Samuel muda mengulang kembali firman Allah bagi Eli, dan dengan
kejadian itu ia pun memulai kariernya sebagai nabi yang menegur
melalui nubuatan. Selanjutnya, dia harus menghadapi bangsa Israel
yang bersikukuh meminta seorang raja duniawi: "Pada waktu itu kamu
akan berteriak karena rajamu yang kamu pilih itu, tetapi TUHAN tidak
akan menjawab kamu pada waktu itu" (1 Samuel 8:18). Dia juga akan
menghadapi Raja Saul yang memberontak yang melanggar perintah yang
sudah jelas dari Allah: "Perbuatanmu itu bodoh. Engkau tidak
mengikuti perintah TUHAN, Allahmu, ... Tetapi sekarang kerajaanmu
tidak akan tetap. TUHAN telah memilih seorang yang berkenan di
hati-Nya dan TUHAN telah menunjuk dia menjadi raja atas umat-Nya,
karena engkau tidak mengikuti apa yang diperintahkan TUHAN
kepadamu.... TUHAN telah mengoyakkan dari padamu jabatan raja atas
Israel pada hari ini dan telah memberikannya kepada orang lain yang
lebih baik dari padamu." (1 Samuel 13:13-14; 15:28). Seni
konfrontasi dengan mahir harus dikuasai oleh setiap pemimpin.

Keluarga sang Pemimpin

Walaupun dalam menghadapi seseorang tentu saja membutuhkan
kewaspadaan -- mengingat bahwa pemimpin yang pemberang adalah suatu
kecelaan (Titus 1:7) -- ada kalanya menolak melawan dosa itu pun
suatu dosa. Eli bersalah atas pelanggaran ini, dan sedihnya, bahkan
Samuel pun juga tidak sepenuhnya bebas dari kesalahan ini. Standar
Rasul Paulus dalam kepemimpinan menyatakan bahwa anak-anak seorang
pemimpin hendaknya "hidup beriman dan tidak dapat dituduh karena
hidup tidak senonoh atau hidup tidak tertib." (Titus 1:6)

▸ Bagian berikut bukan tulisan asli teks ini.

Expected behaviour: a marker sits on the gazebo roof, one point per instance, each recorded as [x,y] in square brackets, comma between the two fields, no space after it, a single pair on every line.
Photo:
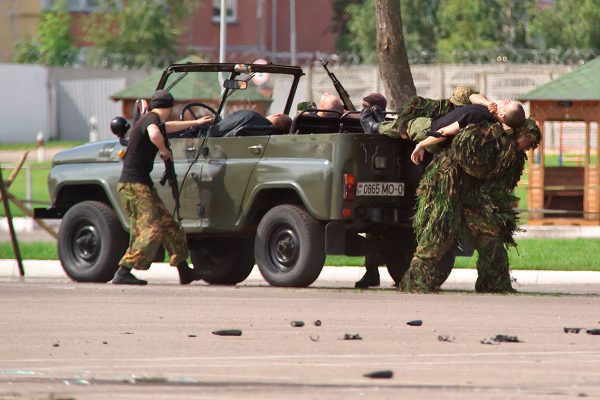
[197,87]
[581,84]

Seorang pemimpin yang memiliki anak memiliki
tanggung jawab untuk menjadi ayah yang baik. Walaupun tidak ada
jaminan khusus bahwa anak-anak orang-orang Kristen secara otomatis
akan diselamatkan, namun kita berhak berharap bahwa seorang pemimpin
yang saleh akan membesarkan anak-anaknya di dalam "ajaran dan
nasihat Tuhan" (Efesus 6:4). Samuel, sayangnya, memunyai anak-anak
yang "tidak hidup seperti ayahnya; mereka mengejar laba, menerima
suap dan memutarbalikkan keadilan." (1 Samuel 8:3) Perbuatan jahat
yang merugikan ini memberi andil bagi keinginan bangsa Israel untuk
memiliki seorang raja: "Sebab itu berkumpullah semua tua-tua Israel;
mereka datang kepada Samuel di Rama dan berkata kepadanya: 'Engkau
sudah tua dan anak-anakmu tidak hidup seperti engkau; maka angkatlah
sekarang seorang raja atas kami untuk memerintah kami, seperti pada
segala bangsa-bangsa lain.'" (1 Samuel 8:4-5) Hal ini tidak otomatis
membenarkan para tua-tua Israel untuk menolak Allah dan memilih
seorang raja.

Seluruh kisah Samuel ini dapat dirangkum menjadi satu hal:
Kepemimpinan dimulai di rumah. (t/Setya)

Catatan redaksi:

"Dua bagian" di sini didasarkan atas pembacaan dalam versi bahasa
Inggris. Dalam versi bahasa Indonesia (TB) tertulis "hanya satu
bagian". Perbedaan ini dikarenakan kata dalam bahasa Ibrani yang
diterjemahkan berbeda oleh Alkitab versi Inggris dan Indonesia.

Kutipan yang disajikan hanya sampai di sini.